Living abroad has changed our lives in many ways. As you know, we have had the opportunity to do, see, and experience many new and exciting things while living in Korea. For more than a year now we have been on this amazing adventure and every day new challenges are met and new memories made.
Yet every expat knows that living abroad means that there are things you are going to inevitably miss out on. Even though we understood this reality when moving abroad, there was no way to prepare for the actual emotions that you experience when you are absent from special events. Deaths, births, celebrations; they happen, even without us there. This past weekend was my brother TJ’s wedding. The timing with our new jobs and no immediate vacation days meant that we were going to miss it. Knowing we couldn’t be there, we quickly started brainstorming what we COULD do from the other side of the world.
We found a website that would print life-sized cardboard cutouts if you sent them in a photo. Pricey, but worth it. The cutouts were a huge hit and quite the surprise. We were able to still be in wedding photos and everything! We were also able to work with my parents to contact the venue to ask about a wifi network. With super fast internet speeds in Korea, we were able to give one more surprise to my brother and his fiancé. As they stood in front of everyone and recited their vows, the pastor reminded them that love could know no boundaries and that it had even traveled halfway around the world to attend their special day. At that point they looked to where he pointed and, on a small table in the back, we were on Skype, watching, waving, and transmitting our love. Needless to say, there wasn’t a dry eye on the Oklahoma or Korea side of that internet connection.
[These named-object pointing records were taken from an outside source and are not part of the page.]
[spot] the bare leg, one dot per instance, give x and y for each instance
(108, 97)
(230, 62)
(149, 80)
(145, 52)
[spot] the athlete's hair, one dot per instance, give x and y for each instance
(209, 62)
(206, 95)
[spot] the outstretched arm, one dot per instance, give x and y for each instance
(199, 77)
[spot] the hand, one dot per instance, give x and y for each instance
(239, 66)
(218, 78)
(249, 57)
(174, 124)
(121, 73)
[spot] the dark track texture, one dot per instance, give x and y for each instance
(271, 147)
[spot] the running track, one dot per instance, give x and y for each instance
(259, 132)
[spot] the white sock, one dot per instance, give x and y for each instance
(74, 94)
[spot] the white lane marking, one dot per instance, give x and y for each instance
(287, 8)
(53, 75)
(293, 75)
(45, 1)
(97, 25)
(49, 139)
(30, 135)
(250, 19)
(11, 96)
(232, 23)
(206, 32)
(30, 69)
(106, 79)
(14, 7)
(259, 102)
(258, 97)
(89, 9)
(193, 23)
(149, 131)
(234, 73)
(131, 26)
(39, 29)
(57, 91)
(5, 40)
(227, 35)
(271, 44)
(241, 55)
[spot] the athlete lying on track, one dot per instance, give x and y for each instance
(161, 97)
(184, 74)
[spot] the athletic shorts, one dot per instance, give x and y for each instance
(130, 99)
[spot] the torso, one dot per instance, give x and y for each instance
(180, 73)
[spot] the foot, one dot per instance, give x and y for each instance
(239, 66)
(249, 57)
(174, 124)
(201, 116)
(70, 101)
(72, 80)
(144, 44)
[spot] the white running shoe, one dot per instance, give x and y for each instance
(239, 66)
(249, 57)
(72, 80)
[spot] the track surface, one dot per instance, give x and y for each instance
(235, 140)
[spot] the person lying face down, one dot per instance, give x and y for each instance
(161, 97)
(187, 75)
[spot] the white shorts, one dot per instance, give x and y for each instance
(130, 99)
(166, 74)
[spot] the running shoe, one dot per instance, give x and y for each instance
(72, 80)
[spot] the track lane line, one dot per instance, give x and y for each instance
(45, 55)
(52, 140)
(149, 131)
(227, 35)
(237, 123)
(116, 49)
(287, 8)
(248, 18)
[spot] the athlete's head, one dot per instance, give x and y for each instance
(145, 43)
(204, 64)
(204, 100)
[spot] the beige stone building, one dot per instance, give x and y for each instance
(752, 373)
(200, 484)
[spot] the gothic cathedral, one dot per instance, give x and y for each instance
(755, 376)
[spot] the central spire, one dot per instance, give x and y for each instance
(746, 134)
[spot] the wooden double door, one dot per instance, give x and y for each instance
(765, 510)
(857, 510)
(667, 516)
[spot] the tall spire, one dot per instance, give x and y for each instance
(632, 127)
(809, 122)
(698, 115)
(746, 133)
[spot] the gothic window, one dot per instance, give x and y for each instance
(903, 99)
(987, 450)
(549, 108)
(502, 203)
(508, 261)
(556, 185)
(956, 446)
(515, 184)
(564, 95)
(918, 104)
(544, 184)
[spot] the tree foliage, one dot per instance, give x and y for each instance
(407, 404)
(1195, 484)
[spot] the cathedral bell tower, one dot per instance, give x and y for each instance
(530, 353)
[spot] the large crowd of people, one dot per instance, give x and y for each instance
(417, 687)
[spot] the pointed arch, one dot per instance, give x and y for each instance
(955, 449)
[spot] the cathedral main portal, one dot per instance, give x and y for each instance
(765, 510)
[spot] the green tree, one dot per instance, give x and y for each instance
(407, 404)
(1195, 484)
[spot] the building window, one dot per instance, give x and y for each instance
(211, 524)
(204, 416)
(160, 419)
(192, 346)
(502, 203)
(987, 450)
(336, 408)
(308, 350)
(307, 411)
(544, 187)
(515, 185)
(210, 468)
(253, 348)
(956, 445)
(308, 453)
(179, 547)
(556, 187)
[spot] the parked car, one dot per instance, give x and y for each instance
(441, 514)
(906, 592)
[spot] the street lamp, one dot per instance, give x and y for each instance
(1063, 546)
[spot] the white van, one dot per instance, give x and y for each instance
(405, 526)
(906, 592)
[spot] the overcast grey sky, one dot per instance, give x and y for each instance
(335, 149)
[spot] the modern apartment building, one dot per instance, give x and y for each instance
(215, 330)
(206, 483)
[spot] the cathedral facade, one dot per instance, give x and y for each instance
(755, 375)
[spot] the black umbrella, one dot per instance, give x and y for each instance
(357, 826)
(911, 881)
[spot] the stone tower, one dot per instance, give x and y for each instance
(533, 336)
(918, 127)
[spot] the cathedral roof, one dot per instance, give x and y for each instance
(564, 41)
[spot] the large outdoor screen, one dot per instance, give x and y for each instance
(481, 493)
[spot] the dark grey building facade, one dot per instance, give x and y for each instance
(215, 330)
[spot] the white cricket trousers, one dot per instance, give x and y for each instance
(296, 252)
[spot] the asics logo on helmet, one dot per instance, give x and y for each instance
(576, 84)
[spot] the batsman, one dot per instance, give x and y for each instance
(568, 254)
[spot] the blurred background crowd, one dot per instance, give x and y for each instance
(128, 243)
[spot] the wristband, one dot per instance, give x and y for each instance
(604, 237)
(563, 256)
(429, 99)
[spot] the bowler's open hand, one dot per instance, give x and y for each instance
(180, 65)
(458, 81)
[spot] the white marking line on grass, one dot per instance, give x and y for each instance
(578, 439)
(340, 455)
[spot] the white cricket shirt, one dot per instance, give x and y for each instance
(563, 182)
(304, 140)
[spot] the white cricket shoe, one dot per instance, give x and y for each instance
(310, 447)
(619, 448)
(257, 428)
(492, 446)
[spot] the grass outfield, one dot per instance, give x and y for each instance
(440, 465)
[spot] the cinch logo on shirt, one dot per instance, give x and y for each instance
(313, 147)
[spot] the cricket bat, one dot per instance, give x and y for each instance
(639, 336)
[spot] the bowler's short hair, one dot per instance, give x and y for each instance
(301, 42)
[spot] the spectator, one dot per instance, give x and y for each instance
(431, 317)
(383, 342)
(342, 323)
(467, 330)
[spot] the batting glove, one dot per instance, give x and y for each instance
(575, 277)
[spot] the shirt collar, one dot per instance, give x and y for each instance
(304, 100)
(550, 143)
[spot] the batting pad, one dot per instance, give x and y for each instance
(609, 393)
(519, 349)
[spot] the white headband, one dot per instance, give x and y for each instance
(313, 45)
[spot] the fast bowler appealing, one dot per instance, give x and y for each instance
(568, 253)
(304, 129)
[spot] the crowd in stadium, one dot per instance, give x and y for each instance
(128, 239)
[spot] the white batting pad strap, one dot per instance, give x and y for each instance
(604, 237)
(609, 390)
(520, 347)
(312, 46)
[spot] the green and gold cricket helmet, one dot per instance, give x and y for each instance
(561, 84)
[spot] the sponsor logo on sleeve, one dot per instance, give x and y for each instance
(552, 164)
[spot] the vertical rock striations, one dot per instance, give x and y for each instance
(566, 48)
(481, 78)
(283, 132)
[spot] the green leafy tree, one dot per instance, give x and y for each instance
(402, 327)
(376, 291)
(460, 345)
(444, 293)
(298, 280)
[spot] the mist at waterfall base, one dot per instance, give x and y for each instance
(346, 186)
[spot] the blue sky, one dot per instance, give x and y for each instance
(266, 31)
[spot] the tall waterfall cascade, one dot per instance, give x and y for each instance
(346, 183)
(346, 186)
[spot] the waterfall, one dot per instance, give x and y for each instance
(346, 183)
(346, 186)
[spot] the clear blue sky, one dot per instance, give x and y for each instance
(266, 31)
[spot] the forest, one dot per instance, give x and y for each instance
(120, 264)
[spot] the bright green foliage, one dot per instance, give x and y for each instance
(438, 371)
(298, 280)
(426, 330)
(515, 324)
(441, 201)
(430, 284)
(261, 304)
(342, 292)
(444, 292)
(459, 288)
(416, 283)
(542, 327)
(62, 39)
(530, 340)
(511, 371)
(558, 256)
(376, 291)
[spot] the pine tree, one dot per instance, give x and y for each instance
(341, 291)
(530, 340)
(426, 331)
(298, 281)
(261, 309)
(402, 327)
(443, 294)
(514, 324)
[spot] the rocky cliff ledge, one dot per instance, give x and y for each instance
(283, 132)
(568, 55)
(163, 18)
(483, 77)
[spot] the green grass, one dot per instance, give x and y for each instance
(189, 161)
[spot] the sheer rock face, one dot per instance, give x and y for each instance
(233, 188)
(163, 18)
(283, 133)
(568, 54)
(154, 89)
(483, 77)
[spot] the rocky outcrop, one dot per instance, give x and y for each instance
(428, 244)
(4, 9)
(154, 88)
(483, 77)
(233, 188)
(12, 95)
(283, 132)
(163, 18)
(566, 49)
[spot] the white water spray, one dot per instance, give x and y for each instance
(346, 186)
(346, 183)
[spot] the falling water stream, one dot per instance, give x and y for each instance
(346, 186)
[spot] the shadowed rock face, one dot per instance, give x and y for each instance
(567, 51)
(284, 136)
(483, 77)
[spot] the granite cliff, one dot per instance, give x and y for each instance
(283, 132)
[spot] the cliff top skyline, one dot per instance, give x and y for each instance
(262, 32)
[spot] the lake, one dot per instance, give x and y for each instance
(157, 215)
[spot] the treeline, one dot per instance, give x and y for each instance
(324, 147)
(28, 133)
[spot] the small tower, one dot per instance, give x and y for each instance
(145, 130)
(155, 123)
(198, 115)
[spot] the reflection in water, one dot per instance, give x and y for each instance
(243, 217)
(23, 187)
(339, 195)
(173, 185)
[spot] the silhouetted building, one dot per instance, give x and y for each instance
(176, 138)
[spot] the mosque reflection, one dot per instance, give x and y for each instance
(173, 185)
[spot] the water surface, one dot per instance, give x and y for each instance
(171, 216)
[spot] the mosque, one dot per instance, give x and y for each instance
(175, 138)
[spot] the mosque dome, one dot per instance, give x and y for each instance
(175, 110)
Miraculously, we were able to Skype throughout the entire wedding. Watching the first dance, the cutting of the cake, and even chatting with family; we were in attendance as best we could. The battery of the computer lasted over four hours and we stayed up late into the night celebrating from a distant timezone.
During our time abroad, this was the most painful and difficult moment I have experienced. Even though we were able to be there on Skype and see the entire wedding, my heart was still breaking that I could not hug my brother or dance with him like he did with me on my wedding day. I must have cried at least a thousand different times throughout the wedding. Watching them walk down the isle, during the choreographed mother/son dance, and I DEFINITELY sobbed when the DJ asked fathers and daughters to all come to the dance floor and my dad picked up the computer and spun me in circles.
When everything started to wind down, we got time to talk with my brother and his new wife, Sara. After talking with TJ for a while, Sara’s sister came over to say hello. She mentioned how incredible it was that we were able to be “there.” We expressed our regrets of not truly being able to attend and she asked us, “Is living there worth it?”
Without much hesitation, we both answered “YES.”
Throughout even the lowest of lows while living in Korea, we know that we have no regrets about moving our lives here. In fact, it has made us appreciate our lives back home even more. Perhaps you take for granted visiting with your grandmother or going to your nephew’s birthday party. You may overlook how special it is to hug your mother or have lunch with a close friend. After moving to the other side of the world, I think we love them better now.